Novel Approach to Targeting Metastatic Breast Cancer Through Sonoporation
Posted: Thursday, November 21, 2019
According to research findings presented in Scientific Reports, anticancer drugs may be delivered through the lymphatic system and combined with sonoporation to “exert a curative effect” in the tumor-bearing lymph nodes of breast cancer cells. The delivery of acoustic liposomes and subsequent exposure to ultrasound, said Tetsuya Kodama, PhD, of Tohoku University, Sendai, Japan, and colleagues, could create “mechanical pressures.” As a result, it may be possible to deliver drugs to breast cancer cells in the marginal sinus of the metastasized lymph nodes.
“We believe that the technique described in this study has the potential to be developed into a new treatment for [lymph nodes] invaded by metastatic tumor cells,” the authors said.

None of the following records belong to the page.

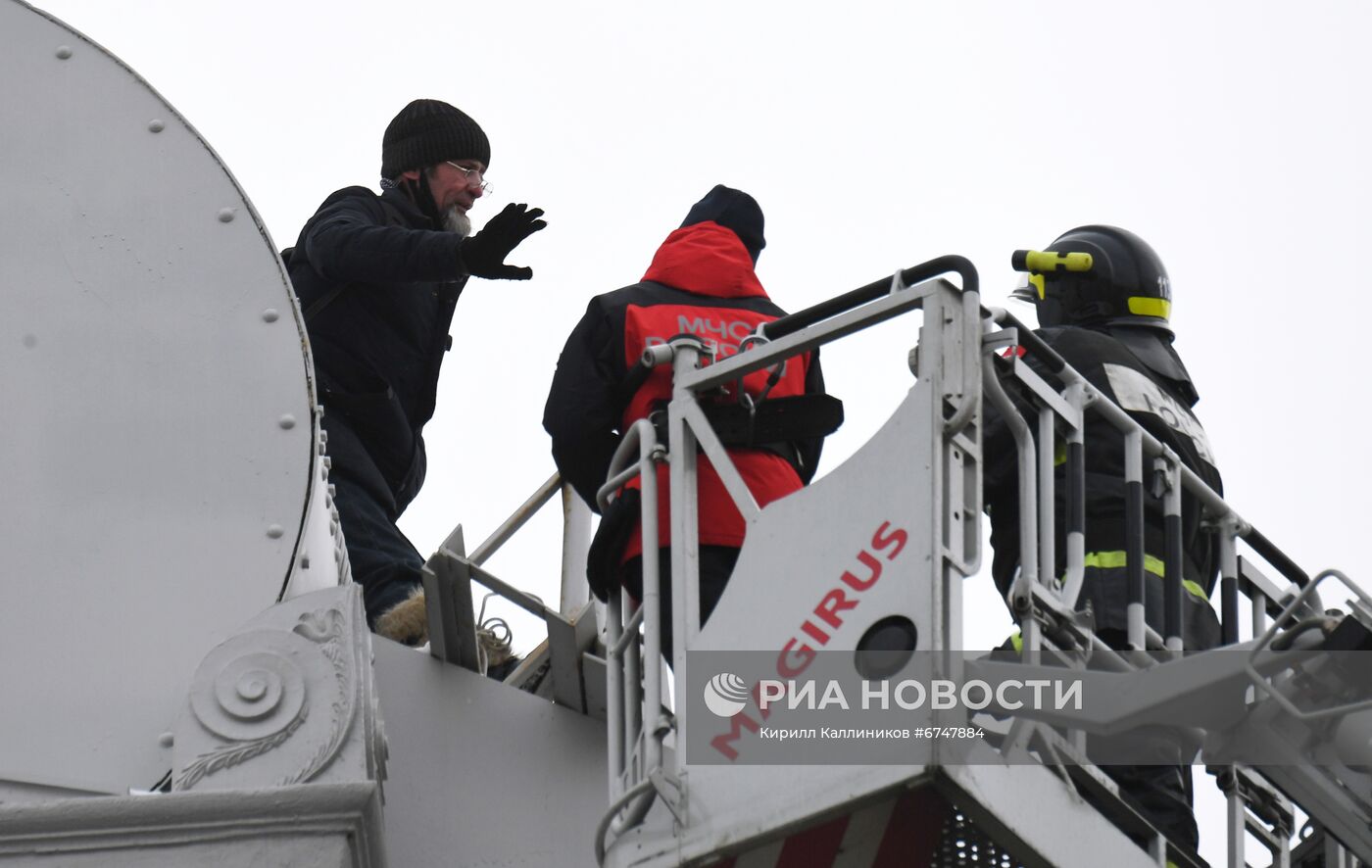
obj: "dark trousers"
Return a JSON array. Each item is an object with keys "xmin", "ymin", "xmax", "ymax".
[
  {"xmin": 620, "ymin": 546, "xmax": 738, "ymax": 663},
  {"xmin": 329, "ymin": 469, "xmax": 424, "ymax": 629}
]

The investigators utilized contrast-enhanced high-frequency ultrasound and histopathology to analyze the structure of lymphatic vessels in mice that exhibit systemic lymphadenopathy. Acoustic liposomes were injected into the subiliac lymph node, and the contrast agent flowed into the marginal sinus of the proper axillary lymph node and reached the cortex. The investigators then applied high-intensity sound waves to the armpit area to rupture the liposomes and release the drug.
Following the injection, the authors examined the antitumor effects of the administered drug and found that the technique suppressed tumor proliferation throughout the experimental period without notable damage to normal tissues. Even 5 days after the tumor cell inoculation, the investigators observed that the solution delivered into the subiliac lymph node could access the tumor lesions in the proper axillary lymph node.
“One of the intriguing findings of the present study is that the littoral cells in the marginal sinus of the tumor-bearing [proper axillary lymph node] were preserved following lymphatic drug administration and application of [ultrasound], whereas these cells were diminished in number in the negative control group or after the administration of drugs without [ultrasound],” the authors noted.
Disclosure: The study authors reported no conflicts of interest.